Pastor Dennis Smith
In the third chapter of Exodus, Moses encounters God. In that passage, we have the familiar story of Moses at the burning bush. As God spoke to Moses from the bush, He called him to go to Pharaoh and lead the Lord’s people out of servitude in Egypt. A reluctant Moses first said, “Who am I, that I should go unto Pharaoh, and that I should bring forth the children of Israel out of Egypt?” (Exodus 3:11). When God assured Moses that He would be with him, Moses asked another question: “When I come unto the children of Israel, and shall say unto them, The God of your fathers hath sent me unto you; and they shall say to me, What is his name? what shall I say unto them?” (Exodus 3:13).
Moses first asked, “Who am I,” and then he asked, “Who are you?” God’s answer was simple, yet more profound than we can ever comprehend. He said to Moses, “I AM THAT I AM… Thus shalt thou say unto the children of Israel, I AM hath sent me unto you” (Exodus 3:14).
God could no more clearly state, in terms of human language, who He is: He is the self-existent one, the one who just is. Our God, the one we call upon as our Heavenly Father, exists in Himself, needing nothing and depending on no one or anything for His existence. He is the creator of all things and the source of all life. He is complete and sufficient in Himself and needs neither the world nor anything in it — including man. A.W. Tozer wrote, “God has a voluntary relation to everything He has made, but He has no necessary relation to anything outside of Himself.”
I once heard a well-intentioned preacher say that God created man because He was lonely. Not so! In His perfection, God does not need man’s companionship, love, or even obedience. God is in no way incomplete without us, and yet He freely decided to create the cosmos for His own inscrutable reasons and then redeem a fallen mankind for Himself. I have to admit I find this to be a great mystery!
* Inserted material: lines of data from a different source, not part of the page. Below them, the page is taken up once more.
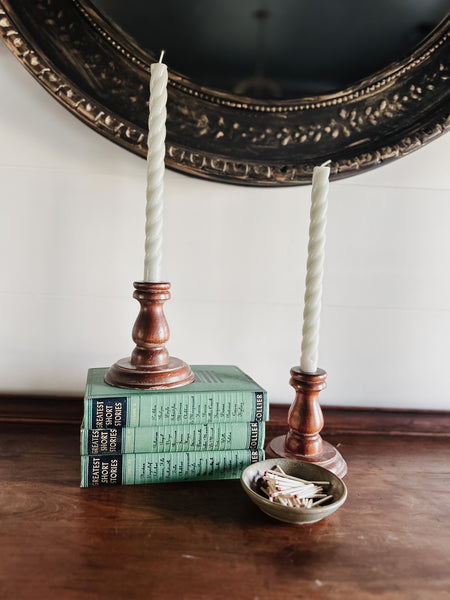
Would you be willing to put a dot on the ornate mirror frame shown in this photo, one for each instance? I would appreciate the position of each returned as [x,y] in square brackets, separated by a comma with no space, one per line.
[96,72]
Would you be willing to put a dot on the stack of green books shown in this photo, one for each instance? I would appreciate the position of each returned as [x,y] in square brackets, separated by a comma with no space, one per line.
[211,428]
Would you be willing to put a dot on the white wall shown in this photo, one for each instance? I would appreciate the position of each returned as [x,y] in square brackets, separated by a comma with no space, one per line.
[71,242]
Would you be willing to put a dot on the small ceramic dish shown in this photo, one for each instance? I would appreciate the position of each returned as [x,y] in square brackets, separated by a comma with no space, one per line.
[250,480]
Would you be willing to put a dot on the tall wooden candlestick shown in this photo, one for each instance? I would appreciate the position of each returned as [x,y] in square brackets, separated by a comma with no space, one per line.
[305,419]
[150,366]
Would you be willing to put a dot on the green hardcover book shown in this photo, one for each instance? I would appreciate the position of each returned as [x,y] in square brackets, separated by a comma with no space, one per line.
[173,438]
[130,469]
[218,394]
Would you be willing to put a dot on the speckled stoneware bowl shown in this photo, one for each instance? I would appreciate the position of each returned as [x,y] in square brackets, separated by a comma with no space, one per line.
[295,468]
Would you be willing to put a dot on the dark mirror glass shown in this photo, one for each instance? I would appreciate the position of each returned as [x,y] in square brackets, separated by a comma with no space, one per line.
[276,49]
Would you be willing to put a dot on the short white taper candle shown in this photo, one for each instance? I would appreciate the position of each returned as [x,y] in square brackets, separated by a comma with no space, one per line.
[314,269]
[155,171]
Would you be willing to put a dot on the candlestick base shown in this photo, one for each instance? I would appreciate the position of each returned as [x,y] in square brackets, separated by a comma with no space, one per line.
[305,420]
[150,366]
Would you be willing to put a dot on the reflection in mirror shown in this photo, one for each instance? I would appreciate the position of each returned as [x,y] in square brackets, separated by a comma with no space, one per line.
[276,49]
[259,91]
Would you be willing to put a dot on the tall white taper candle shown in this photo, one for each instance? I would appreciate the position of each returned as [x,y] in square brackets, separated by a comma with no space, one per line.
[314,269]
[155,171]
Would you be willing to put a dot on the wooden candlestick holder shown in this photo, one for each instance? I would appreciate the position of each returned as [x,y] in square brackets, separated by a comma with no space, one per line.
[150,366]
[305,419]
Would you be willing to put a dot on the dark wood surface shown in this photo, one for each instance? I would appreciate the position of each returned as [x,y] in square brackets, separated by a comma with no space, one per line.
[206,540]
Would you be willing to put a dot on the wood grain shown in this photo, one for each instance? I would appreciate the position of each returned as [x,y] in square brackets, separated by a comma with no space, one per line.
[207,541]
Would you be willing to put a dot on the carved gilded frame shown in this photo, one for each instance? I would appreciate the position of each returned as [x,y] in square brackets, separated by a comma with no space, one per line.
[102,78]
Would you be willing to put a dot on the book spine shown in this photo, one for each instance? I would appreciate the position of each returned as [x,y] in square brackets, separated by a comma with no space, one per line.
[173,438]
[175,409]
[130,469]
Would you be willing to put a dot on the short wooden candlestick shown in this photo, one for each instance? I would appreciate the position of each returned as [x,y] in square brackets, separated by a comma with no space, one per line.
[305,419]
[150,366]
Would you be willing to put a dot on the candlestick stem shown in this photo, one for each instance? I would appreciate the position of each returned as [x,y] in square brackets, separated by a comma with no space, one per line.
[305,419]
[150,366]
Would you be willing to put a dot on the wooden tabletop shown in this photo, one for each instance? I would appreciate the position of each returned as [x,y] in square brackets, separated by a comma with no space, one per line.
[206,540]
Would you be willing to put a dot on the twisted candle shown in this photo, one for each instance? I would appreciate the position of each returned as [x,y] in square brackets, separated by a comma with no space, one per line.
[314,270]
[155,171]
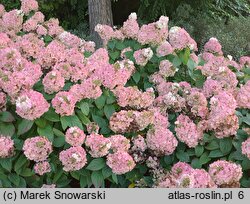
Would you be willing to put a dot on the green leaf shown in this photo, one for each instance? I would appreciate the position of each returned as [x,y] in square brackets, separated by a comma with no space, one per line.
[70,121]
[226,145]
[19,163]
[136,77]
[6,164]
[46,132]
[199,150]
[109,110]
[196,163]
[100,102]
[245,164]
[83,181]
[26,172]
[6,117]
[7,129]
[100,121]
[24,126]
[84,108]
[212,145]
[96,164]
[182,156]
[51,115]
[106,172]
[204,158]
[14,178]
[215,154]
[83,117]
[97,179]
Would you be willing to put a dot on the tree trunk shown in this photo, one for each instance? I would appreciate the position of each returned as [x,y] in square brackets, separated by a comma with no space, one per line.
[100,12]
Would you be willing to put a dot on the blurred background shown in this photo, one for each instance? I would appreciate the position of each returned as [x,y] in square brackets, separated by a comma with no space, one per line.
[227,20]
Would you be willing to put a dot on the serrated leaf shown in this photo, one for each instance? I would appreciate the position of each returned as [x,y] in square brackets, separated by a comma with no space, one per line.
[100,102]
[96,164]
[51,115]
[84,108]
[199,150]
[7,129]
[24,126]
[226,145]
[14,178]
[70,121]
[46,132]
[136,77]
[215,154]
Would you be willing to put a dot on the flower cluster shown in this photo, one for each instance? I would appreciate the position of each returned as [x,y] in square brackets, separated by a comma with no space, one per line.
[75,136]
[41,168]
[120,162]
[246,148]
[6,147]
[98,145]
[31,105]
[73,159]
[37,148]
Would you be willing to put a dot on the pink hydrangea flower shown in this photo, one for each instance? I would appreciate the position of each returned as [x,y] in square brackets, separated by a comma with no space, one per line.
[42,168]
[75,136]
[92,127]
[53,82]
[213,46]
[243,96]
[64,103]
[225,173]
[142,56]
[73,159]
[139,144]
[6,147]
[31,105]
[98,145]
[29,5]
[246,148]
[37,148]
[2,10]
[180,39]
[119,143]
[120,162]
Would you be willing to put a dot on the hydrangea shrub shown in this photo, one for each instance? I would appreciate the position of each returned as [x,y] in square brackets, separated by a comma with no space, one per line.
[144,111]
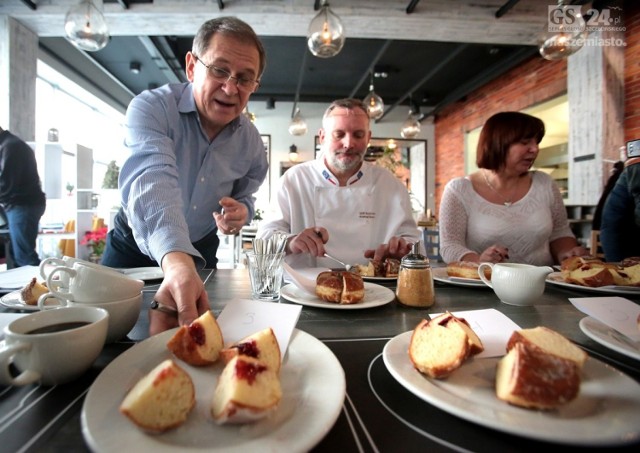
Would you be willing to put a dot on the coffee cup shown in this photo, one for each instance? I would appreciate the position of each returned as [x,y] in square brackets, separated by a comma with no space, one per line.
[48,264]
[92,284]
[123,315]
[53,346]
[516,284]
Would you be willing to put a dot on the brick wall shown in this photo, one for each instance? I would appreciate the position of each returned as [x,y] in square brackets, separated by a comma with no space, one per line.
[632,71]
[533,82]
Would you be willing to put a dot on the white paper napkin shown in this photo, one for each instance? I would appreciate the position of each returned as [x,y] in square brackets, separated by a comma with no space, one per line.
[493,327]
[618,313]
[6,319]
[18,277]
[242,318]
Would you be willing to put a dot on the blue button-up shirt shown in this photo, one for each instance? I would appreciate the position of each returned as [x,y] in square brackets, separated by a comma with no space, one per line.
[175,177]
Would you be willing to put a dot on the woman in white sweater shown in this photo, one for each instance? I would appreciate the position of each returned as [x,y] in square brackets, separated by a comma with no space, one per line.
[505,211]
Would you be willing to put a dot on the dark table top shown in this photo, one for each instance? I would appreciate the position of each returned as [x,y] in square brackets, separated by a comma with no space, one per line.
[378,414]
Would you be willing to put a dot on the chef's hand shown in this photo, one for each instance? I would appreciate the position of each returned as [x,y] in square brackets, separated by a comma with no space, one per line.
[181,288]
[396,248]
[494,254]
[310,240]
[233,217]
[575,251]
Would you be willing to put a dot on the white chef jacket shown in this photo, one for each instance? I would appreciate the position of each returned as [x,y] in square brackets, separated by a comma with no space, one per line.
[367,212]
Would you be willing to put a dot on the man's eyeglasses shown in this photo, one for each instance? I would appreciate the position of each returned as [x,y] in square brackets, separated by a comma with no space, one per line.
[224,76]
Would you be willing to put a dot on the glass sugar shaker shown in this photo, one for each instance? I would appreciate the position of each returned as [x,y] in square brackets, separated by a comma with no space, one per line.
[415,281]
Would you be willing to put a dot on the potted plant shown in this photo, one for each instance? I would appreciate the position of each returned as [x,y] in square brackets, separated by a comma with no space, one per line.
[111,176]
[96,240]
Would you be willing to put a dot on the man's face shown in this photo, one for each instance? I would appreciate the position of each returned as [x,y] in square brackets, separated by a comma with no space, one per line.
[344,137]
[220,101]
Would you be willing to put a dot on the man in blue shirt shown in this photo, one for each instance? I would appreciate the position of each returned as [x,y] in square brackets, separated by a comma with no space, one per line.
[195,164]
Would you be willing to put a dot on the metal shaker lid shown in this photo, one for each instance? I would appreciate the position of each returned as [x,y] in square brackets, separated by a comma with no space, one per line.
[414,259]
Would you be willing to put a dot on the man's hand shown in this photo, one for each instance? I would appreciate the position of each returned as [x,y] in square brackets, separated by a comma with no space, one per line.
[396,248]
[310,240]
[182,288]
[233,217]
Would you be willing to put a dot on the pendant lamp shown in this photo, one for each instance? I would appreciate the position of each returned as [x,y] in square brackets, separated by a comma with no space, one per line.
[374,103]
[298,125]
[325,37]
[293,153]
[410,127]
[562,39]
[86,27]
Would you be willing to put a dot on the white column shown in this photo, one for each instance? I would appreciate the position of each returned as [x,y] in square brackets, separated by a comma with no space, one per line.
[595,87]
[18,67]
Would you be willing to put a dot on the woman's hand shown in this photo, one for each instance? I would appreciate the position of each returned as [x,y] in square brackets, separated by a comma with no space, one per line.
[494,254]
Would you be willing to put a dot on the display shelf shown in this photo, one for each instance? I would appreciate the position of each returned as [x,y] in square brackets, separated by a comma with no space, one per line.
[61,166]
[580,219]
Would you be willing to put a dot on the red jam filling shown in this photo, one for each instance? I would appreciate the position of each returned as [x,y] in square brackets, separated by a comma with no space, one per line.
[249,348]
[248,371]
[196,332]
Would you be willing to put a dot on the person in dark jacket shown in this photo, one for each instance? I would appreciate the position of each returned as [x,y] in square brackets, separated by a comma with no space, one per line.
[21,196]
[620,228]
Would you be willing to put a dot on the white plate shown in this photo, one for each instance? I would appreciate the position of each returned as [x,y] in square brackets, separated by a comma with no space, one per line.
[313,387]
[440,275]
[379,279]
[606,412]
[14,300]
[374,296]
[606,336]
[144,273]
[555,278]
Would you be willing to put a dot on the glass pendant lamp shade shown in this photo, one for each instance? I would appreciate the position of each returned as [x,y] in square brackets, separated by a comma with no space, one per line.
[298,125]
[410,127]
[325,37]
[555,46]
[86,27]
[374,103]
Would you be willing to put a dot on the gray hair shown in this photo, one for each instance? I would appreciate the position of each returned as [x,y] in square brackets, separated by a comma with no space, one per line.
[231,26]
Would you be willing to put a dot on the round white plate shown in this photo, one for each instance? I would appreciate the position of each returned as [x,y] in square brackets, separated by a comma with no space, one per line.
[440,275]
[606,412]
[14,300]
[374,296]
[313,389]
[555,278]
[144,273]
[379,279]
[606,336]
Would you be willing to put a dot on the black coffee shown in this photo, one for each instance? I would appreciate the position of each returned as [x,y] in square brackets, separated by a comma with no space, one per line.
[58,327]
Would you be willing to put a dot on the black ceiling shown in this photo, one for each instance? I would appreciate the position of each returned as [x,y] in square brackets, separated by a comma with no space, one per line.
[434,74]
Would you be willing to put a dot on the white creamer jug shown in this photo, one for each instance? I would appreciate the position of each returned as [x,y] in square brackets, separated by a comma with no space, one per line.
[516,284]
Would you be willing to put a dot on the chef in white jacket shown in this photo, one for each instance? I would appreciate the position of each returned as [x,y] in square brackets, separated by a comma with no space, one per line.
[339,203]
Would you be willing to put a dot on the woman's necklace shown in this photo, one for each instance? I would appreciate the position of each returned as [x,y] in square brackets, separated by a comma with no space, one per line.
[508,200]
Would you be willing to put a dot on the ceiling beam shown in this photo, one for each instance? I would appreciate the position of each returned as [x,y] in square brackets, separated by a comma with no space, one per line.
[437,68]
[504,9]
[374,62]
[303,63]
[436,20]
[30,4]
[482,78]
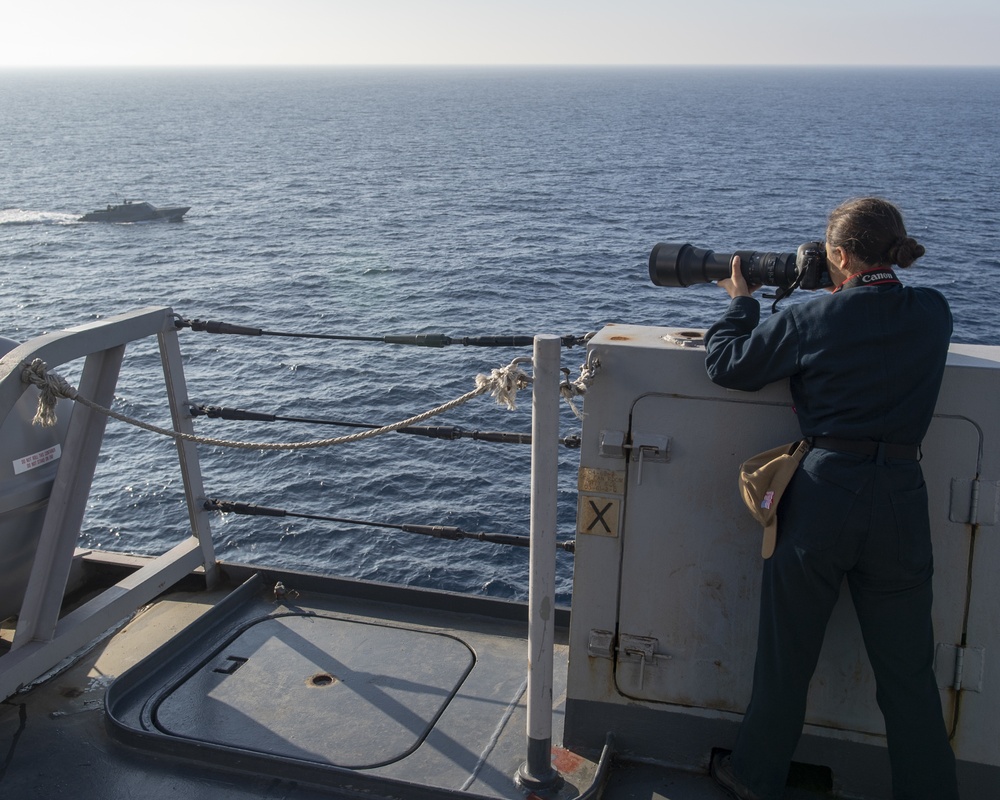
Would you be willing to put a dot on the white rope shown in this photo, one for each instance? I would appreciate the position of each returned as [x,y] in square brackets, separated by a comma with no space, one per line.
[570,390]
[502,383]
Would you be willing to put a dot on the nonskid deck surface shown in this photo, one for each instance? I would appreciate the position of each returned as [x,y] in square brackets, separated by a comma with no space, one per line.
[313,696]
[258,697]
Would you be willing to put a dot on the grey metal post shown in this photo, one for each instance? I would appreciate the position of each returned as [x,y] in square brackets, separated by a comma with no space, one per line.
[537,772]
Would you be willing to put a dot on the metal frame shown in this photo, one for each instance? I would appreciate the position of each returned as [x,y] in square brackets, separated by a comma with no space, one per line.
[43,639]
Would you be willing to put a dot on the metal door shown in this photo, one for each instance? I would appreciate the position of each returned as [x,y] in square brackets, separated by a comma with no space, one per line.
[691,561]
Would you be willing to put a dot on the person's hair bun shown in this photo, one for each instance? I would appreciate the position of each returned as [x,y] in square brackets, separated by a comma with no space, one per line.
[905,251]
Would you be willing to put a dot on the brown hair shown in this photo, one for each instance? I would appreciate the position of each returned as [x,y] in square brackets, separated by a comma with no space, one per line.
[871,229]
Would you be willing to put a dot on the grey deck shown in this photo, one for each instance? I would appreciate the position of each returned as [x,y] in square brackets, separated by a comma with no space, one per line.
[337,697]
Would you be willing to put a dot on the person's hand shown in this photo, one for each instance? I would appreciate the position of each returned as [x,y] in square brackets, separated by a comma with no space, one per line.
[735,285]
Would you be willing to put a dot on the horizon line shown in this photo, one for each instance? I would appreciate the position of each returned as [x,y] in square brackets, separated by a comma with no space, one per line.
[502,65]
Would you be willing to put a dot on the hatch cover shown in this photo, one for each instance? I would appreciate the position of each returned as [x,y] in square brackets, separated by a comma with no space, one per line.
[321,689]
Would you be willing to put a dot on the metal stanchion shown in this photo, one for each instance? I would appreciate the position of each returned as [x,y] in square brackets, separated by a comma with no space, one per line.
[537,773]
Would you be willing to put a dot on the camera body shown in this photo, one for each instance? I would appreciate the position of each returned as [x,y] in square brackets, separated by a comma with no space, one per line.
[672,264]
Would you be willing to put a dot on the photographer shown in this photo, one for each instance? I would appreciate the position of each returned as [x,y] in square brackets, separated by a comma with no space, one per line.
[865,365]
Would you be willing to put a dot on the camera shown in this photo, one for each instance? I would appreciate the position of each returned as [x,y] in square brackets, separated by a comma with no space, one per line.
[672,264]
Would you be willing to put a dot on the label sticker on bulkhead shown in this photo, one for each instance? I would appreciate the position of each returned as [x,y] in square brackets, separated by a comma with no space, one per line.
[38,459]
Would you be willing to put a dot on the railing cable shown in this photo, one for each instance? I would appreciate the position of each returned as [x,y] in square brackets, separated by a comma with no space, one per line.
[447,432]
[416,339]
[503,384]
[449,532]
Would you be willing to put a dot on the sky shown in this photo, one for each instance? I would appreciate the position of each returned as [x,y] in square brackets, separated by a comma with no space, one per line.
[123,33]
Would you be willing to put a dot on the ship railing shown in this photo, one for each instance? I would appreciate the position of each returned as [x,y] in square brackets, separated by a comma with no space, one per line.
[43,637]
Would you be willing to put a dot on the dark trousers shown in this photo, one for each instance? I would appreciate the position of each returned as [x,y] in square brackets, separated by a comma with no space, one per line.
[846,515]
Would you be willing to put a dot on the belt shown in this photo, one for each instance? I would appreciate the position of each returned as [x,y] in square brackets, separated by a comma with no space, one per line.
[861,447]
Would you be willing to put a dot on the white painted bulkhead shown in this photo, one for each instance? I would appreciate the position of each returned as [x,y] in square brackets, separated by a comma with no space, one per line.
[668,566]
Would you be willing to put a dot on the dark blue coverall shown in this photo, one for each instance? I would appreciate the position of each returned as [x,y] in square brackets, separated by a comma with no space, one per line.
[864,363]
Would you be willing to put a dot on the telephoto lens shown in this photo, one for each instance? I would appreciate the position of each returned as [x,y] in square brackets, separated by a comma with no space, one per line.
[673,264]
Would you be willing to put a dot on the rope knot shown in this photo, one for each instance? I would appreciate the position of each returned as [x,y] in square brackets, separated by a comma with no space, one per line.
[504,383]
[578,388]
[51,387]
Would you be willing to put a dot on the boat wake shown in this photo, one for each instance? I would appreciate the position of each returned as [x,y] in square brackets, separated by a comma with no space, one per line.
[18,216]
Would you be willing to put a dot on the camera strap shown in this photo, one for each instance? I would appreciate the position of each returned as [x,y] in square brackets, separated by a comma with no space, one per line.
[878,276]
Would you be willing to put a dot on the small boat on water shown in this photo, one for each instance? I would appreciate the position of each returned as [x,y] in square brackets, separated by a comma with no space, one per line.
[132,211]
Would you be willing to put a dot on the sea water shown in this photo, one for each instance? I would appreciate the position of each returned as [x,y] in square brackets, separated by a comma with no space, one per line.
[461,201]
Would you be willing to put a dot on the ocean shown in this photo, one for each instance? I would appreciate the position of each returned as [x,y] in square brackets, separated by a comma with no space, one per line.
[467,202]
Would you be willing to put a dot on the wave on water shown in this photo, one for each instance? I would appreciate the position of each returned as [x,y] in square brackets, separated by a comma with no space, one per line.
[19,216]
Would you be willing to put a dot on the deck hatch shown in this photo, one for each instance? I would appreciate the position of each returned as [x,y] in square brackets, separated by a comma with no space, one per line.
[321,689]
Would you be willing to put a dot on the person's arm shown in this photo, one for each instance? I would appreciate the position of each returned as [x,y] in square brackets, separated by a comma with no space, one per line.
[740,353]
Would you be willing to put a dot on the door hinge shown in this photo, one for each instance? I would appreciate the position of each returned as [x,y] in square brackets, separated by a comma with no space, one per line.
[959,668]
[649,447]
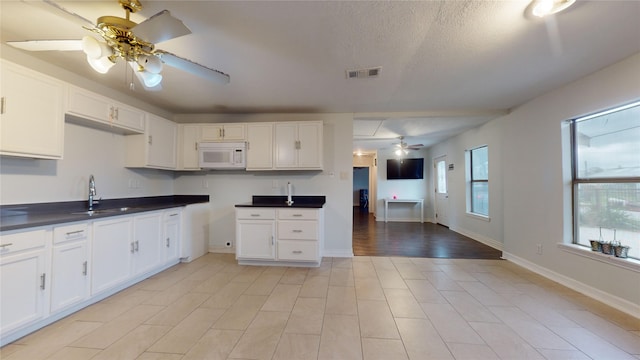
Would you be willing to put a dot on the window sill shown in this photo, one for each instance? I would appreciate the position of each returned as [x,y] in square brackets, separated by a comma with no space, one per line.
[629,264]
[479,216]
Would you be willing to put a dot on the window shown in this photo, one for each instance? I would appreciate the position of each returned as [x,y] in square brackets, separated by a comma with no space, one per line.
[478,170]
[606,177]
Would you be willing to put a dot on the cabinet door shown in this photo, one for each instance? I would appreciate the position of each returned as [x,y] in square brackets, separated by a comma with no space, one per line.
[234,132]
[255,239]
[111,249]
[285,152]
[90,105]
[23,289]
[172,236]
[69,274]
[310,145]
[32,114]
[161,142]
[190,138]
[259,146]
[211,133]
[147,242]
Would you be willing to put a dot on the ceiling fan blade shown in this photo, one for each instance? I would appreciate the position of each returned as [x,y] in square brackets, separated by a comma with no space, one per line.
[193,68]
[160,27]
[47,45]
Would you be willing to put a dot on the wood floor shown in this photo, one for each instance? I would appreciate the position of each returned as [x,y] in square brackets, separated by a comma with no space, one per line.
[412,239]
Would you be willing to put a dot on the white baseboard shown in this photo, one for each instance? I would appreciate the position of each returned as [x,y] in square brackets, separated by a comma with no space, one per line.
[611,300]
[224,250]
[337,253]
[480,238]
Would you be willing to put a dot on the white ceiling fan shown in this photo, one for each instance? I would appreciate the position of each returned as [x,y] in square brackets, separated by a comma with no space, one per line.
[403,148]
[121,38]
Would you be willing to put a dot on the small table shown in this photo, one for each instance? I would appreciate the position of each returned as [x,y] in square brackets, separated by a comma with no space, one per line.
[417,201]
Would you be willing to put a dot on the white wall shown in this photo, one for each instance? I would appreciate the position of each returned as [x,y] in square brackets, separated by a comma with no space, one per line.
[227,188]
[529,183]
[86,151]
[402,189]
[536,188]
[488,231]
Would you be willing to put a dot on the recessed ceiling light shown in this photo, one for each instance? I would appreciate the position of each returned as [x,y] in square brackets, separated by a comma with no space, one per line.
[542,8]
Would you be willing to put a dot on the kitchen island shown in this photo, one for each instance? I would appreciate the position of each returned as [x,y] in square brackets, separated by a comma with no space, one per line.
[269,231]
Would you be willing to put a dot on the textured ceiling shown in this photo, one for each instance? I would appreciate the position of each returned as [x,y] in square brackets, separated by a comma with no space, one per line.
[446,65]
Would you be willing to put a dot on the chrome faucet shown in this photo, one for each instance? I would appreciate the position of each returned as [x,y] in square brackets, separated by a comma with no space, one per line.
[92,192]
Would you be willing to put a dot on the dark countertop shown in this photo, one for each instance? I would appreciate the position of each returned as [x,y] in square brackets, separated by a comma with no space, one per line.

But I do understand that having been redeemed and given eternal life by God allows us to “know” Him — to experience Him and have a personal relationship with Him. Part of that involves worship. For the time being, we can’t come together week by week as the church in worship, but as we spend time in solitary devotions each day, let us make it also a time of personal worship. It helps if we meditate on who God is — the eternal one who alone exists in Himself — and on what He has graciously done for us in Christ. Our praise and glory of Him will flow more freely.
Regularly take time to meditate on the enormity of God and allow yourself to be in awe: then give Him glory and praise.
Isaiah 57:15 — “For thus saith the high and lofty One that inhabiteth eternity, whose name is Holy; I dwell in the high and holy place, with him also that is of a contrite and humble spirit, to revive the spirit of the humble, and to revive the heart of the contrite ones.”